The high incidence of tuberculosis in children immediately after the First World War prompted the Princess von Fürstenberg to make the secularized Friedenweiler Monastery in her possession available to the Caritas Association of Mannheim for a children's sanatorium in 1922. Due to the altitude of 904 m above sea level and the rural location, the terrain corresponded to the ideas of tuberculosis therapy at that time. The most important therapy options in the early days were energy-rich nutritional therapy , heliotherapy and reclining cures at high altitude. The chaplain, Ferdinand Klotz (1891–1973), who joined in 1922, took over as rector in the same year until his retirement in 1971. From 1932, Dr. Martin Glaser.

The quadrum of the monastery was rebuilt at great expense between 1927 and 1930. The children's sanatorium received central heating and running water. The medical station was equipped with an X-ray department , a laboratory and a gymnastics department. An essential part of the concept were loggia-like bedrooms with special large-format retractable sliding windows. In good weather conditions, the alpine panorama opened up with a view of the Säntis .

An orthopedic department was established for the treatment of bone tuberculosis and existed until 1972. The facility had 260 beds that were occupied all year round. The children's sanatorium survived the time during and after the Second World War unscathed, thanks to its remote location and intensive support from the French occupying forces. During the war it preferred, but not exclusively, accommodated children from the exposed industrial city of Mannheim . After the war, the sponsorship was transferred to the Caritas Association of the Archdiocese of Freiburg .

With the advent of chemotherapy and more efficient therapy combinations, the clientele disappeared from the mid-1960s.
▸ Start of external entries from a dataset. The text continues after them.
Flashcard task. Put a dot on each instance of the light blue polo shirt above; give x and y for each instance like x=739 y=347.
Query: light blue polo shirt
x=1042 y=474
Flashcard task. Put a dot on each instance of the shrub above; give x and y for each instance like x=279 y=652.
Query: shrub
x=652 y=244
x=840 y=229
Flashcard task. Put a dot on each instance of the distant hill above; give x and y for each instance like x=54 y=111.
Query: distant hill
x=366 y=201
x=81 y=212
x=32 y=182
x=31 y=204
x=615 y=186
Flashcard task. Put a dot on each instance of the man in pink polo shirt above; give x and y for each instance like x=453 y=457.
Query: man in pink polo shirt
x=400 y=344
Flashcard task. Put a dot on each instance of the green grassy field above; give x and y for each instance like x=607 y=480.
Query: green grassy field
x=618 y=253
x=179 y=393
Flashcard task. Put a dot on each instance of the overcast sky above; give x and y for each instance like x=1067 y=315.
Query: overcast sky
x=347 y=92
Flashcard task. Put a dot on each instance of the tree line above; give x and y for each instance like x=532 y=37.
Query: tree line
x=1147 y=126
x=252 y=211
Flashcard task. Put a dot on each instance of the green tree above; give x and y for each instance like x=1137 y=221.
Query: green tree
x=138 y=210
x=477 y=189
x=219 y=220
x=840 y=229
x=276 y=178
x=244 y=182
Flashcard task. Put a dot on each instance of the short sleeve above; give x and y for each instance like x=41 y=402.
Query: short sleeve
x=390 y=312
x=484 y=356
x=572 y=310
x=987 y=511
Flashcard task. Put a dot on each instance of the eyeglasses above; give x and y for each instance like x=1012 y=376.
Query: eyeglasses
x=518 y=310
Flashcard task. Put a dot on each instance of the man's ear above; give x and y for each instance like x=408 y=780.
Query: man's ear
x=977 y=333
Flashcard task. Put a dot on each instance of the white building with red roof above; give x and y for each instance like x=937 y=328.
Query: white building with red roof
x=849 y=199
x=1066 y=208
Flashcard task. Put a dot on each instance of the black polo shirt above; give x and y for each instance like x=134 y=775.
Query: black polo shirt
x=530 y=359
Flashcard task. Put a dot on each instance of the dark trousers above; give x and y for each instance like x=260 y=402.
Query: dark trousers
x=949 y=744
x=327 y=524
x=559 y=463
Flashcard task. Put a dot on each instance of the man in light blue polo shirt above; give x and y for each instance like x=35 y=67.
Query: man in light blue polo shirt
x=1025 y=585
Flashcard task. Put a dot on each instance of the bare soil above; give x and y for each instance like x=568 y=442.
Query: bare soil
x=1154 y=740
The facility was only able to maintain the use of the freed-up capacities for children's recreation and children's leisure time in the medium term. In 1975 the last structural expansion took place. In 1983 the sanatorium was closed. Since another renovation, completed in 1989, Friedenweiler Castle has been used as a retirement and nursing home.

literature

  • Children's sanatorium Schloss Friedenweiler , Leporello with 24 photos of the facility and the leisure activities, a short description and map, Kettling & Krüger Graphic Art Institute, Schalksmühle in Westphalia, around 1950.
  • Waltraud Schiffels: In Search of the Reality of Feeling: Gender Role Stereotypes and Self-Design from the Perspective of a Transsexual, in: Hede Helfrich (ed.): Patriarchat der Vernunft - Matriarchat des Feeling ?, Daedalus, Münster, 2001, pp. 216–232 . (Memories of a transsexual about a long-term treatment for children in Friedenweiler in the late 1940s) ISBN 3-89126-167-5

Web links

Individual evidence

  1. See Reiner Albert, Günther Saltin, Roman Nitsch: Der Caritasverband Mannheim und seine Geschichte, to Thorbecke, 2005, p. 89.
  2. Ferdinand Klotz, in: Badische Biographien, Volume 1, p. 192.
  3. Central sheet for the entire tuberculosis research, Volume 36, p. 36.
  4. See Hermann Riedel: Halt! Swiss border !: the end of the Second World War in the southern Black Forest and on the Upper Rhine in documentary reports by German, French and Swiss participants and those affected, Verlag des Südkuriers, 1984, p. 271.
  5. Hans Gaiser, Bruno Feigenbutz: Kinderheilstätte Schloss Friedenweiler, in: Der Baumeister: Journal for Architecture, Planning, Environment, Volume 73, 1976, IV, p. 308.